The need to better understand our Solar System is reflected in the fact that a key theme of ESA's Cosmic Vision 2015-2025 programme is: How does the Solar System work? Within this broad theme, one important aspect is space weather, a phenomenon driven by the constant interaction between the solar wind streaming from the Sun, and Earth's protective shield, the magnetosphere. Although our understanding of space weather has improved dramatically as a result of missions such as ESA's Cluster fleet and the ESA/NASA SOHO mission, we still do not understand the intricacies of space weather and therefore cannot accurately forecast solar storms – storms that may threaten our space-based technology and endanger human life.
|Artist's impression of the SMILE spacecraft. Credit: CAS/ESA|
Although there are many spacecraft, such as Cluster, the Magnetospheric Multiscale mission (MMS), SOHO, PROBA-2, STEREO, and the Solar Dynamics Observatory, that constantly observe the Sun and its effect on the Earth's environment, no single mission is able to view the full Sun-Earth connection – instead they study localised processes and individual weather events. SMILE – Solar-wind Magnetosphere Ionosphere Link Explorer – fills this gap; it will study our magnetosphere on a global scale, building a more complete understanding of the Sun-Earth connection by measuring the solar wind and its dynamic interaction with the magnetosphere.
SMILE is scheduled for launch in 2023. After launch, it will enter a highly-inclined elliptical orbit that will take it nearly a third of the way to the Moon at apogee. This orbit will allow SMILE to make clear and quasi-continuous observations of key regions in near-Earth space with both remote-sensing and in situ instruments.
|Science with SMILE. |
Credit: ESA/ATG medialab
From its vantage point, SMILE will observe the solar wind interaction with the magnetosphere with its X-ray and ultraviolet cameras (SXI and UVI), gathering simultaneous images and videos of the dayside magnetopause (where Earth's magnetosphere meets the solar wind), the polar cusps (a region in each hemisphere where particles from the solar wind have direct access to Earth's ionosphere), and the auroral oval (the region around each geomagnetic pole where auroras most often occur).
SMILE will also gather simultaneously in situ measurements of the solar wind with the two other instruments making up its payload – an ion analyser (LIA) and a magnetometer (MAG). These instruments will monitor the ions in the solar wind and magnetosheath, and detect changes in the local magnetic field.

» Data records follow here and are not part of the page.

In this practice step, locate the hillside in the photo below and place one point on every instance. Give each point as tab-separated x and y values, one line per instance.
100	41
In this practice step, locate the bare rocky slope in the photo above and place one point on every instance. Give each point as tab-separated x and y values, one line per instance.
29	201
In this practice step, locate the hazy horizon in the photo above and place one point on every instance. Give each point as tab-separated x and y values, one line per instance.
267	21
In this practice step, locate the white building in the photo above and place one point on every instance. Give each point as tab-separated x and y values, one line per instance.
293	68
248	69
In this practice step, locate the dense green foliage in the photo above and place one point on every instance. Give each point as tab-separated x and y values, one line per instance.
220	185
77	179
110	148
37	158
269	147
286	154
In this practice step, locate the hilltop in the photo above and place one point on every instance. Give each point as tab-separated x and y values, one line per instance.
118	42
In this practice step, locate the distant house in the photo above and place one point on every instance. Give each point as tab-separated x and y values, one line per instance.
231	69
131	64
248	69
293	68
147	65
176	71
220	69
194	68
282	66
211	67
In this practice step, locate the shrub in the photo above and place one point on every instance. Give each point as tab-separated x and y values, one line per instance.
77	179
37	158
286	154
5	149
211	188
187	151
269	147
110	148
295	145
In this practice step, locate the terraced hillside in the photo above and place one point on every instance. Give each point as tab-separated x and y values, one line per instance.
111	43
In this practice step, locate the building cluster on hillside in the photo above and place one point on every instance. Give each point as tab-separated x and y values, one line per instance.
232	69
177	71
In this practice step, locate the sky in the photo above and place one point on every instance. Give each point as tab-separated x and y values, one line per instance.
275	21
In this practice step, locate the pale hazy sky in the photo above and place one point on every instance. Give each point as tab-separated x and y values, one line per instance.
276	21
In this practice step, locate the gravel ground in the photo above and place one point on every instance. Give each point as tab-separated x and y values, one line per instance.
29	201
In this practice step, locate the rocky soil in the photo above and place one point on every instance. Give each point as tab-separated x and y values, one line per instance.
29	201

SMILE was selected from a pool of 13 potential missions that were proposed to the European Space Agency (ESA) and the Chinese Academy of Sciences (CAS) as a result of a joint call for mission concepts in 2015. The mission entered its study phase at the beginning of 2016. Following the adoption by the ESA Science Programme Committee (SPC) in March 2019, the mission is currently in implementation: a four year period of building, testing, and integrating the payload and the spacecraft.
The payload and satellite will be provided by scientists and industry from Europe, Canada, and China. The mission will be implemented by ESA's Science Programme and the Chinese National Space Science Centre (NSSC) under CAS.
After the joint ESA-China National Space Administration Double Star mission in the 1990s, SMILE marks the first time that ESA and China have jointly selected, designed, implemented, launched, and operated a space mission together.